今回は今年最も注目されるDNS関連イベント、"ルートゾーンKSKロールオーバー"について書いていきます。

今年に入ってから各所で話題に上がることも多く、日頃あまりDNSに馴染みのない方でも何度か耳にしたことがあるのではないでしょうか。

既に準備を終えた方も多くいらっしゃるとは思いますが、いま一度皆さんと一緒に、対応のポイントについて直前のおさらいをしていきます。
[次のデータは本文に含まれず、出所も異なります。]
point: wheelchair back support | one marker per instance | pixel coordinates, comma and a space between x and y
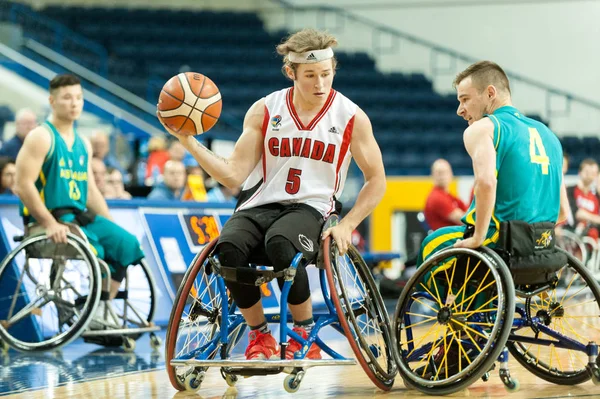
530, 252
なおこの記事では、それぞれのサーバーの役割を下記のように定義します。

  • キャッシュDNSサーバー:DNSクライアントからの様々なドメイン名の名前解決要求を受け取って再帰的な名前解決を行うDNSサーバー

  • 権威DNSサーバー:ある特定のゾーンに関するレコードデータを管理し、そのゾーンに関する問合せに対してのみゾーンの権威として応答を返すDNSサーバー


<2017/09/21 追記>
下記2点を追記しました。
・ルートゾーンKSKロールオーバーの具体的な実施時間について
・1,400オクテット超の応答の受信確認方法について、BIND 9.10以降では正しく動かない

DNSSECのおさらい

「そもそも『KSK』ってナニそれおいしいの?」という方向けに、まずはざっとDNSSECについて説明します。 DNSSECについて十分理解されているかたは読み飛ばして下さい。

DNSSECに対応した権威DNSサーバーでは、管理対象のゾーンについて、

 ① 「従来のリソースレコード(AやMXといったレコード)」
 ② 「①をゾーンの管理者しか知らない秘密鍵で署名したレコード」
 ③ 「②で使用した秘密鍵と対になる公開鍵のレコード」

が公開されます。

一方、DNSSEC検証を有効にしたキャッシュDNSサーバーでは、上記の①~③の情報を権威DNSサーバーから取得し、③で②のレコードを解読した結果と①を突き合わせ、一致すれば取得した①のレコードは正しい、と判定します。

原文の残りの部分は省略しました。